Zum Gastautor Ingo Leipner

  • Diplom-Volkswirt Ingo Leipner, Journalist und Buchautor (Textagentur EcoWords, www.ecowords.de), ist ein gefragter Referent zur digitalen Transformation der Gesellschaft. Der Debatten-Beitrag gibt in gekürzter Form wesentliche Inhalte aus seinem neuen Buch wieder: „KI-Angriff auf das Bewusstsein. Eine Kritik der künstlichen Vernunft“ (Info3, 2024).
  • Drei seiner Bücher beschäftigen sich mit den Schattenseiten digitaler Bildung: „Die Lüge der Digitalen Bildung“ (Redline, 2015); „Heute mal bildschirmfrei“ (Knaur, 2018); „Die Katastrophe der digitalen Bildung“ (Redline, 2020).
  • Leipner ist ebenfalls tätig als leitender Redakteur beim regionalen Wirtschaftsmagazin „econo“ . An der Dualen Hochschule Baden-Württemberg (DHBW) hat er Lehraufträge, etwa „Makroökonomie“ sowie „Geld und Währung“. In der Wirtschaft gibt er Seminare zum „Professionellen Schreiben“

„Use it, or lose it“, heißt es im Sport. Etwas frei übersetzt: „Trainiere – sonst verlierst Du Deine Muskeln“. Ein Sachverhalt, der unmittelbar einleuchtet, wenn es um Leichtathletik geht. Was aber für die Muskulatur gilt, ist genauso wichtig für das Gehirn. Das Phänomen nennt sich Neuroplastizität: Sie ist der entscheidende Faktor, damit kognitive Fähigkeiten entstehen und erhalten bleiben, und zwar vom ersten Schrei bis ins hohe Alter. Dabei entwickeln sich immer „breitere“ Wege im Gehirn, auf denen Milliarden von Synapsen kommunizieren.

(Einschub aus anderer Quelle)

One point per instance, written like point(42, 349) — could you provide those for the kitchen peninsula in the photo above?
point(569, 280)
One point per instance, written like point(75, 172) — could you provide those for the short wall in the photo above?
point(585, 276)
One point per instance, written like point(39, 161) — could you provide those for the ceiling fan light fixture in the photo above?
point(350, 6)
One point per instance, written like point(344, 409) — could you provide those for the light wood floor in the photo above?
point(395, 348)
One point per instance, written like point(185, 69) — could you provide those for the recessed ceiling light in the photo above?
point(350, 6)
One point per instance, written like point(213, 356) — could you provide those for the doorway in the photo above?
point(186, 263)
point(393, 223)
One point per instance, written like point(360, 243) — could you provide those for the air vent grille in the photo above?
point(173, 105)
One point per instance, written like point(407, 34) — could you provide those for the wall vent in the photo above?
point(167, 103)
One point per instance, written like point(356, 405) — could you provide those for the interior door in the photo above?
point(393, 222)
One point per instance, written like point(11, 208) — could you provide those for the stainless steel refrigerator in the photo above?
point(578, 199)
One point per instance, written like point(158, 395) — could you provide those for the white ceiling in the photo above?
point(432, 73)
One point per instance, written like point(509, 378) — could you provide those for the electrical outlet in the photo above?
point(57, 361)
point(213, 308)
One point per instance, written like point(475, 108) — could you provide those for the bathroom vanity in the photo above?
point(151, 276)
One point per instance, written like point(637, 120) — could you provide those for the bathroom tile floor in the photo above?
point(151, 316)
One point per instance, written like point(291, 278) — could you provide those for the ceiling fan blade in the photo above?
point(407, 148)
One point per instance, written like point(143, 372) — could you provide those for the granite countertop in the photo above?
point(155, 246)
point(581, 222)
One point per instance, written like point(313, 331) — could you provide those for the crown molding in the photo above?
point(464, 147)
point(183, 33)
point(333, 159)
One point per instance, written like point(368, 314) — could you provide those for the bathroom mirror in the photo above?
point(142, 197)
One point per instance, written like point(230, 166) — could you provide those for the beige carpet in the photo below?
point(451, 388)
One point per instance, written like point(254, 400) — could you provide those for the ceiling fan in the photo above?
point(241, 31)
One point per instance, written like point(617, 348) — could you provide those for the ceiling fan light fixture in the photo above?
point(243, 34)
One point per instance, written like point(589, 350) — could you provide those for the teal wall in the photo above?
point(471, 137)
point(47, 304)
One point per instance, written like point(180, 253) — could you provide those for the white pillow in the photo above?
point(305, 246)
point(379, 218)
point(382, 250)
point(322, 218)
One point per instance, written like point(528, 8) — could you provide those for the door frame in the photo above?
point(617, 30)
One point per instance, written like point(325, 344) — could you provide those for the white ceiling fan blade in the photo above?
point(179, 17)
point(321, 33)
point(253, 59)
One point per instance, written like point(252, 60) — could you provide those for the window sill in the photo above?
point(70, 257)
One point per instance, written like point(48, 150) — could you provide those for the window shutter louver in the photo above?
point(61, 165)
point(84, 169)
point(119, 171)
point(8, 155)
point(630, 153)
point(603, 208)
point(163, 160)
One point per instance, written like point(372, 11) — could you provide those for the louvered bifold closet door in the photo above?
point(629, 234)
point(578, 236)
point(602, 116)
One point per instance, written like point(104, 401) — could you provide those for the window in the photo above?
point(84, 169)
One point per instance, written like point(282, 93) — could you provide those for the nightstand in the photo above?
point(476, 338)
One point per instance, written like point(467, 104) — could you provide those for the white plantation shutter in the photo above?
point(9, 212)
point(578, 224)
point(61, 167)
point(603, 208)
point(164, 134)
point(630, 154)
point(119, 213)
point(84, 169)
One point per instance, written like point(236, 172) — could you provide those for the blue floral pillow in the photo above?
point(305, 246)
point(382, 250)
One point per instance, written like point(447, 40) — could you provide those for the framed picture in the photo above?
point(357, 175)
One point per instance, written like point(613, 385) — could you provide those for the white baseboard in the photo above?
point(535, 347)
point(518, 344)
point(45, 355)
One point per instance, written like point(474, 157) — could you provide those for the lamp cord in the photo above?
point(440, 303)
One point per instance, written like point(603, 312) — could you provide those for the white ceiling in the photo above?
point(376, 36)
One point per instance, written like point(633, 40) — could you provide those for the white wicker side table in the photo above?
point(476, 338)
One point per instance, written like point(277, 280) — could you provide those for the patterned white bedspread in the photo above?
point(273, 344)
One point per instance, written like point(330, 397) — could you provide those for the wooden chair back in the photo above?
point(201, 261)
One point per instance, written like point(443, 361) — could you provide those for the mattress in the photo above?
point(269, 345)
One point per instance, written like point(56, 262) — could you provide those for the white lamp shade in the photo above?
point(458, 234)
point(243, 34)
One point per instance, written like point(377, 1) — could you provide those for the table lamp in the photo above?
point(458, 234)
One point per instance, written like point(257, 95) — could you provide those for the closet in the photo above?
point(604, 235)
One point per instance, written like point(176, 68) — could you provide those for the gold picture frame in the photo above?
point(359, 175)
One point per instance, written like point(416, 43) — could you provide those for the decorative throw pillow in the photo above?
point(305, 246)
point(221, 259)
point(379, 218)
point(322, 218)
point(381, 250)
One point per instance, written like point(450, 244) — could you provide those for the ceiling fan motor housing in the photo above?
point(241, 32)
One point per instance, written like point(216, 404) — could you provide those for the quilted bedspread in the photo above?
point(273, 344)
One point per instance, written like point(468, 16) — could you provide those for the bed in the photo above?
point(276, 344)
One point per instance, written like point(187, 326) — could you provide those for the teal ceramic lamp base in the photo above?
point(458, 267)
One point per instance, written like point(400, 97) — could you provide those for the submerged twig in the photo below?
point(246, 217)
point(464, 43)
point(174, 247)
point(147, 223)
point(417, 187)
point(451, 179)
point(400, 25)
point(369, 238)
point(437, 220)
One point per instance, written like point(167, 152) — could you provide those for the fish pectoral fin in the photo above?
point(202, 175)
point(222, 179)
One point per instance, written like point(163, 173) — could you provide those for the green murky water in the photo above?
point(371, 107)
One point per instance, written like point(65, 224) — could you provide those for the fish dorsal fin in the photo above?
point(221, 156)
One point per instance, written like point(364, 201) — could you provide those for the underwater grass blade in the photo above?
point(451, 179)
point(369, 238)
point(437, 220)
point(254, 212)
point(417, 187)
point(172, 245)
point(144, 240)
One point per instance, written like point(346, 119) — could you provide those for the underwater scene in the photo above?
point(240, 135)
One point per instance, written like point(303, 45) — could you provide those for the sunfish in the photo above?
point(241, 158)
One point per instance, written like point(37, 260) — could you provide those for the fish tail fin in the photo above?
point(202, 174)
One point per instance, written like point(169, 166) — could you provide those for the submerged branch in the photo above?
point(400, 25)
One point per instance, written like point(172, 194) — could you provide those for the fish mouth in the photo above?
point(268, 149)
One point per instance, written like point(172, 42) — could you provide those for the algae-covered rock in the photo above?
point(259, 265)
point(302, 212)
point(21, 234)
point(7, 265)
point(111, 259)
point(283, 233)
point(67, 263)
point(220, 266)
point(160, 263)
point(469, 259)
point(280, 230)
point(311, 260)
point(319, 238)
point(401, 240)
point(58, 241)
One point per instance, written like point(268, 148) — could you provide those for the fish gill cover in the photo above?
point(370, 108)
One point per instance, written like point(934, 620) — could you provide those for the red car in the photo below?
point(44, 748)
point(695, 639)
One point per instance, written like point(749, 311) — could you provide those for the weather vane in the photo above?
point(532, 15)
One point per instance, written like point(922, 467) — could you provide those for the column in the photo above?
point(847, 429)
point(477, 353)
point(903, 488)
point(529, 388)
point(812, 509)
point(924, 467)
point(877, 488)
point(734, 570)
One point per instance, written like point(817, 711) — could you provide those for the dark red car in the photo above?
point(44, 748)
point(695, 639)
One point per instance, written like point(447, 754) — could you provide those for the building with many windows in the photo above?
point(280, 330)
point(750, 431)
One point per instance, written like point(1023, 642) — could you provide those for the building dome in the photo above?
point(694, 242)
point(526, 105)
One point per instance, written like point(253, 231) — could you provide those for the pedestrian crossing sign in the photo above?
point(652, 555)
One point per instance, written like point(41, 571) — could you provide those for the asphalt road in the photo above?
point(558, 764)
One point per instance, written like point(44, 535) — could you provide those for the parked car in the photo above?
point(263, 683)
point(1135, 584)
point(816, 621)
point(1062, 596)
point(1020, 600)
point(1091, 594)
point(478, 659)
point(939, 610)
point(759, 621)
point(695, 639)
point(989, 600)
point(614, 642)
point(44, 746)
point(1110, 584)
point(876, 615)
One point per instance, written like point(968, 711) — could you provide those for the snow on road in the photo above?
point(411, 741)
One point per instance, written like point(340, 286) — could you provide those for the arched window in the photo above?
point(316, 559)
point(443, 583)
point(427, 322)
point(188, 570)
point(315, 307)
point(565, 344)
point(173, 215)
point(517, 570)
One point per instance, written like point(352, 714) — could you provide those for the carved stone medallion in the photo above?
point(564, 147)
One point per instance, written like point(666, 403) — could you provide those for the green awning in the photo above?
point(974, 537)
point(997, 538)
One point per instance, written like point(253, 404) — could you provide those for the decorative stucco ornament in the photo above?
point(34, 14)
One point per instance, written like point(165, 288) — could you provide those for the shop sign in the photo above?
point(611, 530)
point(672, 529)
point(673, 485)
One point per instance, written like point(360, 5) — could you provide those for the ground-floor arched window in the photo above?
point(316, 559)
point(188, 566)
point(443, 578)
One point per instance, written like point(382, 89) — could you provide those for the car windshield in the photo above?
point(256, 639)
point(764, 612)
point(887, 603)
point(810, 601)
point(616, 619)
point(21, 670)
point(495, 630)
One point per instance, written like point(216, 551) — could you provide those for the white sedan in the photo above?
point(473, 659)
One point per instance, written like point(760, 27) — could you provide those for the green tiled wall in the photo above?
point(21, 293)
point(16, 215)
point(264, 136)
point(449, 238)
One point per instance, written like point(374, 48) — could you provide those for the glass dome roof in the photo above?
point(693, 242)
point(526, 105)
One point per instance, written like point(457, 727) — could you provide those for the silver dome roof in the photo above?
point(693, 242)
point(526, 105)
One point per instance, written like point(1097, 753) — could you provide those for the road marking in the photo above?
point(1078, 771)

Verstand schärfen, indem wir neuronale Verbindungen nutzen

Doch diese neuronalen Verbindungen müssen wir ständig nutzen, damit sie wachsen und immer besser arbeiten. So schärfen wir unseren Verstand; die Neuroplastizität ist ein physiologischer Mechanismus, den Menschen dringend brauchen.

Umgekehrt bedeutet das: Erlahmt die Neuroplastizität, kann das negative Auswirkungen auf unsere kognitive Leistungsfähigkeit haben. Sobald KIs wie ChatGPT die Notwendigkeit verringern, selbst um die richtigen Worte zu ringen, fehlt auf Dauer ein geistiges Training. Verlernen wir dann neben den Schreiben auch das Denken?

Wenn es doch nur Überschriften wären … Inzwischen gibt es eine umfangreiche Ratgeber-Literatur, die Schülern, Studierenden und Lehrern erklärt, wie sie am besten ChatGPT einsetzen. Das trifft natürlich auch auf Journalisten, Marketing- und PR-Spezialisten zu. Kurzum: alle Menschen, die mit Schreiben ihren Lebensunterhalt verdienen. Warum fasziniert uns diese Technologie so sehr?

Die Faszination ist groß, weil ChatGPT eine Abkürzung für eine gedankliche Arbeit bietet, die mit mancher Mühe verbunden sein kann. Vielen Menschen fällt das Schreiben nicht leicht, legendär ist die Angst vor dem leeren Bildschirm. Da bietet die KI die (Er-)lösung, zumal sie eine scheinbare Allmacht umgibt, fast wie eine religiöse Aura: Endlich fallen die Worte „vom Himmel“, endlich entstehen Texte bequem auf Knopfdruck – und die Mühen des Schreibens sind Vergangenheit.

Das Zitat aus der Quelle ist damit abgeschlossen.